Now that the snow has almost ended, the reports are coming in. For us, it looks like roughly 20 inches in the past 30 hours--add that to our roughly 27 from the weekend, and we're looking at snow 4 feet deep!


Snow, Snow, Snow, Snow

If you didn't sing that title in your head, I'm sorry.

24.5", still snowing, and supposed to continue until almost midnight!


Baking with Carrots

By request, here are 2 of the recipes I used last weekend. I think that either of these could be made with half wheat flour (or with all wheat pastry flour), but I have not tried it yet. Also, for the buns, I think I would leave out the orange peel in the future. It's good for a BBQ sandwich, but might be a little strange in some things.

Carrot Muffins (from the King Arthur Flour company)

2 1/4 c flour
1/2 c sugar
1/4 c brown sugar
1 1/2 t baking powder
1/4 t baking soda
1 1/2 t cinnamon
3/4 t ginger
3/4 t salt
1/3 c golden raisins
1/3 c diced walnuts
2 lg. eggs
3/4 c water
1/3 c vegetable oil
1 c grated carrots, lightly packed

Whisk together all dry ingredients, including raisins and walnuts. Whisk together wet ingredients. Stir together. Fold in carrots. Bake in greased muffin cups for 20 minutes at 400. Cool in pan 5 min.

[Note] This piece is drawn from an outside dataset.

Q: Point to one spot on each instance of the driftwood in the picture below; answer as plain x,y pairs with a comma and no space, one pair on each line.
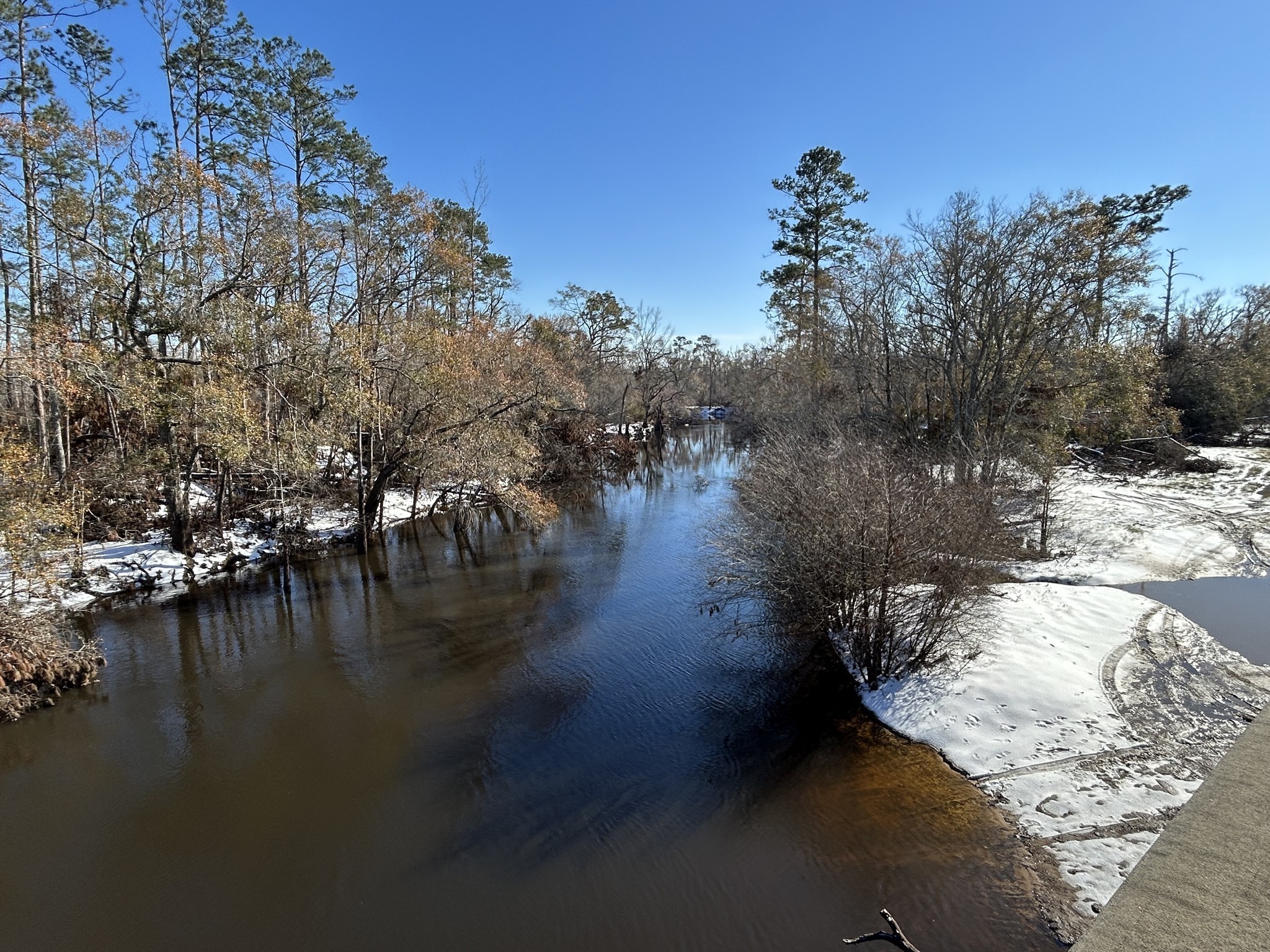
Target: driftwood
895,937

Cheese & Carrot Sandwich Buns (from Pillsbury)

1 c water
1 c milk
2 pkg active dry yeast (or 4 1/2 t.)
2 T sugar
1 1/2 t. salt
1 c finely shredded carrots
1/4 c Crisco
4 oz. shredded Cheddar (1 c)
1 t grated orange peel
1 egg
5 1/2-6 1/2 c flour

Heat water and milk to 100-110 degrees. In a large bowl, dissolve yeast and 1 t. of the sugar in warm liquid. Stir in remaining sugar, salt, carrots, shortening, cheese, orange peel, and egg; mix well. Add 3 c flour. Blend on low until moistened, then beat 3 minutes on medium. By hand, stir in 2 to 2 1/2 c flour until dough pulls cleanly away from sides of bowl. Knead in remaining flour until smooth and elastic, about 10 minutes (will be soft and slightly sticky). Place dough in greased bowl; cover loosely. Let rise in warm place until doubled, 45-60 min.

Punch down dough several times. Divide into 18 pieces. Shape into balls, then flatten slightly on greased cookie sheets. Cover and let rise until doubled, about 30 minutes.

Bake 13-18 minutes at 375, until golden brown. Remove from cookie sheets immediately.